Chapter 3: Driftwood and Tide

By the time morning broke over Ravenswood, the town had begun to settle into a restless, suspicious quiet—the kind that always followed a storm. Not the howling, wind-torn kind, but the type that broke between people: words that couldn't be unsaid, truths that couldn't be buried again.

Marlowe sat alone on the end of the Waverly dock, her legs curled beneath her, her gaze tracing the horizon. Mist rose from the sea in low, sleepy coils, and the tide slapped gently against the barnacled posts. Behind her, the Waverly house loomed silent. Her father hadn't spoken to her since the festival.

Not that she was surprised.

After her mother's warning, she'd known there would be consequences—but silence, somehow, cut deeper than yelling. It made everything feel brittle, like the whole world could snap under her feet and tumble her into the waves.

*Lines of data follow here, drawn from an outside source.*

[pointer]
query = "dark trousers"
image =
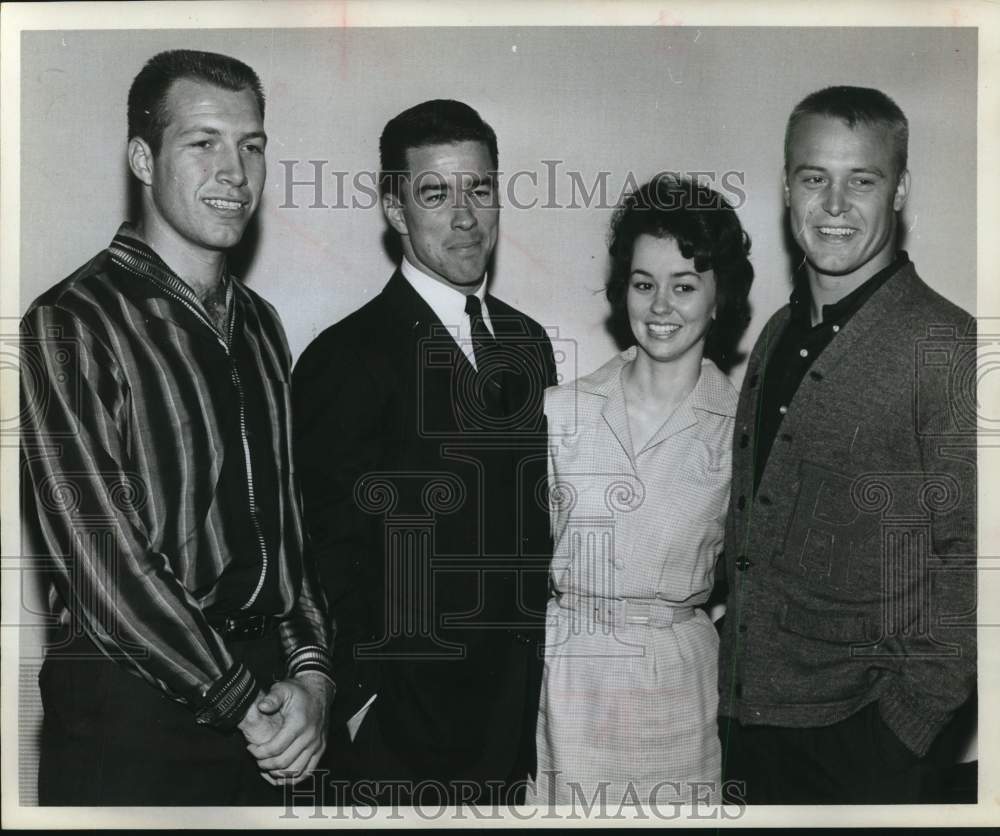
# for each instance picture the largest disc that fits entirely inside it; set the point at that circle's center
(109, 738)
(856, 761)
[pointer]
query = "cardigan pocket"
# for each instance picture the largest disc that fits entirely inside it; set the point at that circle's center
(837, 628)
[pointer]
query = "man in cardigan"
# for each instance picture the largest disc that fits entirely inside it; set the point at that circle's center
(850, 639)
(158, 482)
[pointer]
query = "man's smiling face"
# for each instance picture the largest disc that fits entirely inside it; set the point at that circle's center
(843, 192)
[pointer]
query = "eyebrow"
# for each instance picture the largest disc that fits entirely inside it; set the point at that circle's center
(856, 170)
(205, 129)
(443, 183)
(679, 275)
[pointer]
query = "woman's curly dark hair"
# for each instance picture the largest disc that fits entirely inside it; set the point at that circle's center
(707, 230)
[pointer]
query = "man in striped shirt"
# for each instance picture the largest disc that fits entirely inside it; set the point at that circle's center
(158, 483)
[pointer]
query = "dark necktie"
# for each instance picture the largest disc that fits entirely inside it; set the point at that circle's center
(489, 367)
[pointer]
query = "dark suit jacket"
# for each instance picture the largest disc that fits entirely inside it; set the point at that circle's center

She heard the scrape of boots on wood before she turned. Caspian's silhouette emerged through the fog, hair damp from the morning dew, hands in his jacket pockets.

"You look like something out of an old painting," he said with a crooked smile.

She tried to return it. "A tragic one?"

"A beautiful one. Maybe a little tragic."

He sat beside her, legs stretching long in front of him, one foot tapping the edge of the tide. For a long while, neither of them said anything.

Finally, she asked, "Do you think I ruined everything?"

"No," he said without hesitation. "I think you cracked it open."

"But what if it doesn't heal?"

"Then we build something better."

She looked at him, struck again by how steady he seemed, even in the face of everything. Caspian had been the outsider here—an interloper with a strange past and a quiet mother who carried too many stories in her eyes—and yet somehow, he felt like the only one not pretending.

She drew a long breath, letting the briney air settle in her chest.

"They're going to come after your mom," she said. "Harder than before."

"I know." He leaned back on his elbows. "The council's already talking about reviewing her lease. Ophelia overheard her dad on the phone with Mayor Quill."

Marlowe winced. "God. She's been here less than a year, and they treat her like she's poison."

"It's not about her," he said. "It's about what she reminds them of."

"What's that?"

"That the sea doesn't belong to them. That people don't belong to them."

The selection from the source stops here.